Getting Started with Bruin
Most data teams end up with a stack that looks like this:
- Fivetran or Airbyte for data ingestion.
- dbt for SQL transformations.
- Airflow for orchestration.
- Great Expectations for data quality.
This stack works, but it comes with real costs: each tool requires its own configuration files, authentication setup, and learning curve. Airbyte needs connector configurations. dbt needs profiles.yml and dbt_project.yml. Airflow needs DAGs written in Python. Great Expectations needs expectation suites. For a small team or solo developer, this overhead adds days to what should be a simple pipeline.
Bruin consolidates these tools into one. You define data sources, transformations, and quality checks in a single project. Everything runs through one CLI. If you know SQL, you can build a complete pipeline in an afternoon.

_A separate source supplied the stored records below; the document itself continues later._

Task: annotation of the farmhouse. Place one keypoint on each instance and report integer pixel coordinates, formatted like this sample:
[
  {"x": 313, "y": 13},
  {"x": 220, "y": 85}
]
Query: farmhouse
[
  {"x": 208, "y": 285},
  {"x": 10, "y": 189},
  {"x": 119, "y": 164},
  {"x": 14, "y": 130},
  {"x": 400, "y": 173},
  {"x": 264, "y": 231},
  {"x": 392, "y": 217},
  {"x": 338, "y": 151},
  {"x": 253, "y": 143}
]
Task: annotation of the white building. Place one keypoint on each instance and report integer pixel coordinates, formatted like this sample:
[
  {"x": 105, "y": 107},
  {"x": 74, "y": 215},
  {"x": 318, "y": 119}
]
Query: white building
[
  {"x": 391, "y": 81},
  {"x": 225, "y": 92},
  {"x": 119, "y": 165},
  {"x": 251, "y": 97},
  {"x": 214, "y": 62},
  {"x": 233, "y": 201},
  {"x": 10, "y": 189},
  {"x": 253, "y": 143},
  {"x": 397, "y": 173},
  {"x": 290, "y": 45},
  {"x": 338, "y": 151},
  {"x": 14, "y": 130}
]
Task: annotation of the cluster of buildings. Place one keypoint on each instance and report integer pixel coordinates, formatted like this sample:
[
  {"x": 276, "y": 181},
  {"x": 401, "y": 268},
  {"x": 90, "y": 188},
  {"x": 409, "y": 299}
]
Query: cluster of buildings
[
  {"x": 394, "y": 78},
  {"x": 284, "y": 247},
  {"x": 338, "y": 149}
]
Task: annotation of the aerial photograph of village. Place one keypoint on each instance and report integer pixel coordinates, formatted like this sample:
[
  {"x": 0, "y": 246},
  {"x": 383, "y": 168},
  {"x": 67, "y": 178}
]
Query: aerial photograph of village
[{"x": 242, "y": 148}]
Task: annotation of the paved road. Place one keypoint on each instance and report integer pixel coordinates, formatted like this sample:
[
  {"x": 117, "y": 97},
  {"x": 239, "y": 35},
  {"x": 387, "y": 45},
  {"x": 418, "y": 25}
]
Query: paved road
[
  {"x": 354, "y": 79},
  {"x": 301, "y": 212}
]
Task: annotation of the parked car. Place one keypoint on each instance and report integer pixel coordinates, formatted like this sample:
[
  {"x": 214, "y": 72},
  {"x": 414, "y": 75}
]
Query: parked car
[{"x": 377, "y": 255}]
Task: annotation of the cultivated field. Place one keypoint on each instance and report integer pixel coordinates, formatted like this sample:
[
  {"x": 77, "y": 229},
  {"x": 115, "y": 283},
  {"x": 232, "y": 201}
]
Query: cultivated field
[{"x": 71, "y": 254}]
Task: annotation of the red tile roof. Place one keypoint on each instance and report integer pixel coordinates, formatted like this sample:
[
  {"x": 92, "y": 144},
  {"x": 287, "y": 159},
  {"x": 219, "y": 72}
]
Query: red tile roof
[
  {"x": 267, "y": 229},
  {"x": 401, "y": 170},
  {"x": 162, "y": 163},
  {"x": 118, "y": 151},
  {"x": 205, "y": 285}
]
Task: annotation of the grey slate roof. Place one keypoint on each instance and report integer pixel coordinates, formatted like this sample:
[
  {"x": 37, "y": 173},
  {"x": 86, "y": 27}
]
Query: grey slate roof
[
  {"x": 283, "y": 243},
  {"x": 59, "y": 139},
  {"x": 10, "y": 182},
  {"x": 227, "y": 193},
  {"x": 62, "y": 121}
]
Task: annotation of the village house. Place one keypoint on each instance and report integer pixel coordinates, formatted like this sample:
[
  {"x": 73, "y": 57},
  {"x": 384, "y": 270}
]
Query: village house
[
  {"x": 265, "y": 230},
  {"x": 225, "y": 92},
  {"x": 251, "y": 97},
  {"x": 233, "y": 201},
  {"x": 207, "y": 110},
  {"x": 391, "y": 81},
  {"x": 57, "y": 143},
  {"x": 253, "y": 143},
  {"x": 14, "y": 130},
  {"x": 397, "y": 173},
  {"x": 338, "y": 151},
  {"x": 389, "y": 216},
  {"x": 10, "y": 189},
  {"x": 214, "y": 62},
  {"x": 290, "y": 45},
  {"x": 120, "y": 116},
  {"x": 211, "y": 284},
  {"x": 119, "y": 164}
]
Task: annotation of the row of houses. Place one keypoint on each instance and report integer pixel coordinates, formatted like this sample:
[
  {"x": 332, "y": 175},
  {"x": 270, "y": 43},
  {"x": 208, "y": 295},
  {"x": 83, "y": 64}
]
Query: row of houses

In this guide, you'll build an e-commerce analytics pipeline using CSV files and SQL. You'll load raw data, clean and join it, and produce business metrics that answer questions like "What's our daily revenue?" and "Who are our best customers?"
By the end, you'll have four analytics tables:
| Table | Question | Key Metrics |
|---|---|---|
daily_revenue | "How much did we make each day?" | Total revenue, order count, customer count |
product_performance | "Which products sell best?" | Units sold, revenue, ranking |
customer_metrics | "Who are our best customers?" | Total spent, order count, segment |
category_performance | "Which categories drive revenue?" | Category revenue, average order value |